Lestari Moerdijat menyoroti bahwa pembahasan RUU MHA telah berlangsung selama 16 tahun tanpa hasil konkret, padahal keberadaan masyarakat adat sangat krusial. Momentum Hari Masyarakat Adat Nasional harus menjadi pendorong bagi semua pihak untuk memperkuat komitmen pengakuan terhadap keberadaan masyarakat adat di tanah air.
Menurutnya, tidak ada lagi alasan untuk menunda pembahasan RUU MHA, mengingat kondisi darurat kemanusiaan yang dialami masyarakat adat. Pengesahan RUU MHA diharapkan dapat memberikan payung hukum yang kuat dan melindungi hak-hak mereka yang selama ini terancam.
Urgensi Pengesahan RUU MHA di Tengah Darurat Kemanusiaan
Pengesahan RUU MHA menjadi undang-undang kini menjadi kebutuhan mendesak, bukan lagi sekadar wacana. Data yang ada menunjukkan betapa rentannya posisi masyarakat adat di Indonesia. Sebanyak 11,7 juta hektare wilayah adat telah hilang, dan 162 warga adat mengalami kriminalisasi akibat konflik lahan.

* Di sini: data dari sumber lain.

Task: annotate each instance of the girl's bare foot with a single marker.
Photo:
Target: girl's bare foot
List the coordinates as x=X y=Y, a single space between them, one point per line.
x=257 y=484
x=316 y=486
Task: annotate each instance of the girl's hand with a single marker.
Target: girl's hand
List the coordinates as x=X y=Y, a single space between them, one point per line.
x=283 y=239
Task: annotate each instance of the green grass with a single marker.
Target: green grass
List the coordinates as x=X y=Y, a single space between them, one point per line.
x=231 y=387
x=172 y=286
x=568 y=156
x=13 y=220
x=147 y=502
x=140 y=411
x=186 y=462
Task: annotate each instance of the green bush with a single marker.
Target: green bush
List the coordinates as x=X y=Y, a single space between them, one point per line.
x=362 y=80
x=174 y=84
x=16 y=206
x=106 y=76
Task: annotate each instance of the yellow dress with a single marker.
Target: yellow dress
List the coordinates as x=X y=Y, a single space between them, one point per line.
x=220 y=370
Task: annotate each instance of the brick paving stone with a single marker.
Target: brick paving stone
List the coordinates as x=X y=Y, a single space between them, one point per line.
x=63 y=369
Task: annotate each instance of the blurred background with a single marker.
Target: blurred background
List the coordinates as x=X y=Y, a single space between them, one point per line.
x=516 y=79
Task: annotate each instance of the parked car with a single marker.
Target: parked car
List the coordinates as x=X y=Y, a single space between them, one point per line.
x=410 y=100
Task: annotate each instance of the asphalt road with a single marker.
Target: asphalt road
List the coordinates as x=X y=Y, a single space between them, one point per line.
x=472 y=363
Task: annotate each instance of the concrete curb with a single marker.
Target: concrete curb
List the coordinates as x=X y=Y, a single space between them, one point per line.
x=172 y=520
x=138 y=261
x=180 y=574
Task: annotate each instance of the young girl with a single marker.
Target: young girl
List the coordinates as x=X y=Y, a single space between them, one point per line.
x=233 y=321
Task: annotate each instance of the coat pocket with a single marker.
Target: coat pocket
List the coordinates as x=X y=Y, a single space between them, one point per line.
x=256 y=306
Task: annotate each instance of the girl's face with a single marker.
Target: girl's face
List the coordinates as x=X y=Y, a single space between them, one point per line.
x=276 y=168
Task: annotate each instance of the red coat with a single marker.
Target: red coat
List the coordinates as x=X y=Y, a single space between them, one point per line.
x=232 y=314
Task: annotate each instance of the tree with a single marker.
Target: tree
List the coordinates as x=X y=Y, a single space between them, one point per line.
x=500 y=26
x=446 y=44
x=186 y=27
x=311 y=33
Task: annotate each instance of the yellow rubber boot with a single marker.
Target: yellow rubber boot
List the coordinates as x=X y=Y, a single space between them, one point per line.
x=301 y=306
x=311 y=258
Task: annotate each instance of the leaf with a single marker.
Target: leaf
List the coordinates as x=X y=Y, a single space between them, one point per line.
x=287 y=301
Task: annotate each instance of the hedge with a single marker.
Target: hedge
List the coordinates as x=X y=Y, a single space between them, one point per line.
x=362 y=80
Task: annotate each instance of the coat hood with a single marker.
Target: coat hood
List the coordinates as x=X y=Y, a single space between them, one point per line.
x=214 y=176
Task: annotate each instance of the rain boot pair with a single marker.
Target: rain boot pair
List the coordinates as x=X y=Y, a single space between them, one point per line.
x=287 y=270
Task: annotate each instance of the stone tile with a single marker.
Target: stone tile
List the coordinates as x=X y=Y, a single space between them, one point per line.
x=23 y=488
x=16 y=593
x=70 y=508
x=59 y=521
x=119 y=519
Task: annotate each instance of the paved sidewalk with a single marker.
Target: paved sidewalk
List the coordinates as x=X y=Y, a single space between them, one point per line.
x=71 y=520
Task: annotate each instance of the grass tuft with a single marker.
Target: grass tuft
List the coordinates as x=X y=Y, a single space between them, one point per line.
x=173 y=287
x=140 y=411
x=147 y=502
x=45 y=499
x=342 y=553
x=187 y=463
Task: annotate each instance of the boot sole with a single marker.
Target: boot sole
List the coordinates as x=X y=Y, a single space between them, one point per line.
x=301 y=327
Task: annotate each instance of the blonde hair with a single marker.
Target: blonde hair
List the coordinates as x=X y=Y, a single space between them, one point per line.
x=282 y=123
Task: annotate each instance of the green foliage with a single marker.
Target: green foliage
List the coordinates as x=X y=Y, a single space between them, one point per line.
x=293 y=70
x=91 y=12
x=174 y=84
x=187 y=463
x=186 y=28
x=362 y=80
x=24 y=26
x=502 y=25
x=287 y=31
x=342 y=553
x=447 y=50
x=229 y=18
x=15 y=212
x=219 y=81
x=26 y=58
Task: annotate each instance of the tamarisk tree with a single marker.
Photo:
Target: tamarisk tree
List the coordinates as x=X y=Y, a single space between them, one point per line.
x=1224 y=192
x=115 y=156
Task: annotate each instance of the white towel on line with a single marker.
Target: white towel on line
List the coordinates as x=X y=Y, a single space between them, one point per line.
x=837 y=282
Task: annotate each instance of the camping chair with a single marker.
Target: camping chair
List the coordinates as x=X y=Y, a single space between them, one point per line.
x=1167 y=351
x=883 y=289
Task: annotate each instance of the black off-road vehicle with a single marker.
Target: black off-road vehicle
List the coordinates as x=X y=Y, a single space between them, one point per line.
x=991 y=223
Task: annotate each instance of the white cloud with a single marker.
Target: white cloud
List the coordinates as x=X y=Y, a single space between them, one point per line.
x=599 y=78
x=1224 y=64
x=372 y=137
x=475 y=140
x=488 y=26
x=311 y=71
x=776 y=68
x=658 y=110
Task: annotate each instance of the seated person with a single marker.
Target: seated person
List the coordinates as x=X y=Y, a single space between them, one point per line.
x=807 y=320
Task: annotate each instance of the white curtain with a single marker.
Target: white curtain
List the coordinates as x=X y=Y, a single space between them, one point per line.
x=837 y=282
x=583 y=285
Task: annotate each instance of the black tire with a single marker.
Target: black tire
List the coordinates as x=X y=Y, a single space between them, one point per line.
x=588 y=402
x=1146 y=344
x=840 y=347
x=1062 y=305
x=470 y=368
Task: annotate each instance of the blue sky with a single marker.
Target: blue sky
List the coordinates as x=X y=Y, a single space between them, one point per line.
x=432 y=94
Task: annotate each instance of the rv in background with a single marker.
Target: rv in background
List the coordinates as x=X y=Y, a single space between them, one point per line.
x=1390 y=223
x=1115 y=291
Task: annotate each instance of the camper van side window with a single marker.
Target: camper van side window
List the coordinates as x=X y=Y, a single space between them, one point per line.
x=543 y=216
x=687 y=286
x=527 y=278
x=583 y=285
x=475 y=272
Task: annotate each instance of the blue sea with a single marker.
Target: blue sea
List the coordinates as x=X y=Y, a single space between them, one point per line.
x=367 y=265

Selain itu, jutaan hektare wilayah adat lainnya kini dikuasai oleh korporasi besar, mengancam keberlanjutan hidup dan budaya mereka. Situasi ini bukan hanya sekadar statistik, melainkan sebuah darurat kemanusiaan yang membutuhkan perhatian serius dari negara.
Lestari Moerdijat, yang akrab disapa Rerie, menegaskan bahwa kondisi ini tidak bisa dibiarkan terus-menerus. Kriminalisasi dan perampasan tanah leluhur adalah pelanggaran hak asasi yang harus segera dihentikan melalui kerangka hukum yang jelas.
Peran Strategis Masyarakat Adat dan Ancaman yang Dihadapi
Masyarakat adat memiliki peran fundamental sebagai benteng terakhir konservasi kawasan hutan di Indonesia. Mereka adalah penjaga utama ekosistem dan sumber daya alam, serta berkontribusi besar dalam menjaga ketahanan pangan nasional.
Dengan kearifan lokalnya, masyarakat adat mampu mengelola hutan dan menyediakan pangan tanpa merusak alam, sebuah praktik berkelanjutan yang sangat relevan di era modern. Namun, ironisnya, mereka justru kerap dikriminalisasi dan dirampas tanahnya.
Anggota Komisi X DPR RI ini berharap, masuknya RUU MHA dalam Program Legislasi Nasional (Prolegnas) 2026 harus diikuti dengan langkah pembahasan yang nyata dan serius. Ini adalah kesempatan emas untuk melahirkan payung hukum yang kuat bagi eksistensi masyarakat adat.
Data dan Harapan Terhadap Payung Hukum yang Kuat
Indonesia memiliki populasi masyarakat adat yang signifikan, diperkirakan antara 50 hingga 70 juta jiwa yang tersebar di seluruh nusantara. Badan Registrasi Wilayah Adat (BRWA) mencatat potensi wilayah adat yang terpetakan mencapai 32,3 juta hektare.
Namun, hingga Juli 2025, pemerintah Indonesia baru menetapkan sekitar 333.687 hingga hampir 400 ribu hektare hutan adat secara resmi. Angka ini sangat kecil dibandingkan dengan potensi yang ada.
Ironisnya, 8,16 juta hektare wilayah adat tumpang tindih dengan konsesi tambang dan perkebunan, menunjukkan konflik kepentingan yang besar. Negara memiliki amanat konstitusi untuk hadir dan melindungi seluruh warganya, termasuk masyarakat adat.
Lestari Moerdijat menegaskan bahwa tahun ini harus menjadi tahun pengakuan, bukan lagi tahun penantian yang berlarut-larut bagi masyarakat adat. Pengesahan RUU MHA akan menjadi bukti komitmen negara terhadap perlindungan hak-hak fundamental mereka.